Erskine Bowles started his career in financial services. He worked for numerous venture and private equity firms and even founded the firm, Bowles, Hollowell and Conner. In 1991, he joined the administration of President Bill Clinton as Administrator of the Small Business Administration and went on to serve as Clinton’s Deputy Chief of Staff and later as White House Chief of Staff from 1997-98. Bowles is credited with negotiating the first balanced budget in a generation during his time at the White House.

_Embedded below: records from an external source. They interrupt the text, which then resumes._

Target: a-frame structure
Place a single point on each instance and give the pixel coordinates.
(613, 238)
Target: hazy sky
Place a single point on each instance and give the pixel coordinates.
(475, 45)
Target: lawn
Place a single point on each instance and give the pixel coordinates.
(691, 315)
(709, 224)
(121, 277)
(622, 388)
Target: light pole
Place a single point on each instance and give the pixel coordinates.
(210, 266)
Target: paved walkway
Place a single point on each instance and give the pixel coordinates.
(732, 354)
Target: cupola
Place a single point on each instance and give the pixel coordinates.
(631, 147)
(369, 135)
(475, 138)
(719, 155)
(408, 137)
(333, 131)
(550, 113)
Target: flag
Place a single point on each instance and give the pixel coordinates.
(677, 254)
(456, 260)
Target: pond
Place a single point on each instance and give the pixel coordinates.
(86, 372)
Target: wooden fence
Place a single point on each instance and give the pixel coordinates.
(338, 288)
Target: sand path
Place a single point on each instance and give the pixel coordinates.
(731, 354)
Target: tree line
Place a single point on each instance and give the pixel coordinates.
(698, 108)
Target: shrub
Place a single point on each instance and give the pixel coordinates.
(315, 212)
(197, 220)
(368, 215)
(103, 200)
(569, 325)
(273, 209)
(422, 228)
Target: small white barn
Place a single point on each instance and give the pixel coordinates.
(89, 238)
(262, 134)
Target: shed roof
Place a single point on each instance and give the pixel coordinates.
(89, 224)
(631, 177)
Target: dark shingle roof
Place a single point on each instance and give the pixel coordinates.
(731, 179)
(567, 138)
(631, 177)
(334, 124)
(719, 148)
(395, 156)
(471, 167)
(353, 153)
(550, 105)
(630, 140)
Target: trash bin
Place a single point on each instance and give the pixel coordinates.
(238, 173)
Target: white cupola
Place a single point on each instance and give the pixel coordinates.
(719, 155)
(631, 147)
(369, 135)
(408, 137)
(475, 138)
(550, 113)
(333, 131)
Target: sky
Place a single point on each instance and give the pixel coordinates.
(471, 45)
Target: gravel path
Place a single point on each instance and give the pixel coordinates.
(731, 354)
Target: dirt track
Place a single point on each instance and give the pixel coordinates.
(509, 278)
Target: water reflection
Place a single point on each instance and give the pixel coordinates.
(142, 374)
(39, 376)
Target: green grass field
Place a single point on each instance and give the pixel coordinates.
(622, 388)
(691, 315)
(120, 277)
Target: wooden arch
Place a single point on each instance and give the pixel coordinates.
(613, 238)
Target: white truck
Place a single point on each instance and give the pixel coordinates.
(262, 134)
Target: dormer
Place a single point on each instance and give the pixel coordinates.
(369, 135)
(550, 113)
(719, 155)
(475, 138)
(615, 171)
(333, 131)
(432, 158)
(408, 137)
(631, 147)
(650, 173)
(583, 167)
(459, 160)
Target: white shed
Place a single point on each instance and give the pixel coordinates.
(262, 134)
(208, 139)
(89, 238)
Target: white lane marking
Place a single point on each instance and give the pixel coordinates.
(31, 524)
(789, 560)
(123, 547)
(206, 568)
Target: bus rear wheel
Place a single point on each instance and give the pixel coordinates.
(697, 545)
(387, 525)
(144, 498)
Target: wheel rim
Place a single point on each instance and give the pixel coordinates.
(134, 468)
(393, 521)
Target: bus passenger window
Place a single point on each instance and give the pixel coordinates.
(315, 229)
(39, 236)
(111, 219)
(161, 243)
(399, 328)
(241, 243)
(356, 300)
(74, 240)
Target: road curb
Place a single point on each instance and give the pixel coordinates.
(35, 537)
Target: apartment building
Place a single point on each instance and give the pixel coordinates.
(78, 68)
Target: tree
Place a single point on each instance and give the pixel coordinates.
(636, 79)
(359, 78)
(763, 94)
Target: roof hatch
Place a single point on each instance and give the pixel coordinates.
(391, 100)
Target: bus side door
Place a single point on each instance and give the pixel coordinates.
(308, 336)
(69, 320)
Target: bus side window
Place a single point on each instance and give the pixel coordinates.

Alan Simpson comes from a legacy of law; after his honorable discharge from the Army in 1956 he practiced law for 18 years at his father’s firm, Simpson, Kepler and Simpson. He went on to serve as City Attorney of Cody, Wyoming for 10 years and in 1964 he was elected state representative for his native Park County in the Wyoming State Legislature. Simpson continued his political career and served three terms in the United States Senate from 1978-97.
In 2010 Barack Obama asked Bowles and Simpson to co-chair the National Commission on Fiscal Responsibility and Reform. The bipartisan commission produced a plan to reduce the Nation’s deficits by $4 trillion over the next decade. The two men then co-founded the Campaign to Fix the Debt, a non-partisan movement to put America on a better fiscal and economic path. Bowles and Simpson will be speaking of this current project at Tuesday’s Tate.
Bowles graduated from UNC and received his M.B.A. degree from Columbia University. He is noted for coordinating the federal response to the Oklahoma City bombing and in 2004 joined the United National Deputy Special Envoy to coordinate the global response to the Indian Ocean tsunami. He is married and has three children and nine grandchildren. Two of his sons dealt with juvenile diabetes, leading to Bowles’ involvement in the Juvenile Diabetes Foundation, including service as its national president.
Simpson received his bachelor’s and J.D. degrees from the University of Wyoming. Before accepting his current position, he was a visiting lecturer and taught a class part-time with his brother at the University of Wyoming. He wrote the book Right in the Old Gazoo: A Lifetime of Scrapping with the Press and is the subject of a biography entitled Shooting from the Lip. He is married and has three children and six grandchildren.
Tuesday’s evening lecture is sold out, but SMU students may attend for free with their University ID if seats become available; meet in the basement of McFarlin Auditorium at 7 p.m.
Bowles and Simpson will answer questions from University community members and local high school students in the Turner Construction/Wells Fargo Student Forum at 4:30 p.m. Tuesday, Dec. 3 in the Hughes-Trigg Student Center Ballroom. The Forum is free, but seating is limited. SMU faculty, staff and students are encouraged to attend; RSVP online to ensure a place.
The Tate Distinguished Lecture Series will return in 2014 with Khaled Hosseini on Tuesday, Feb. 11.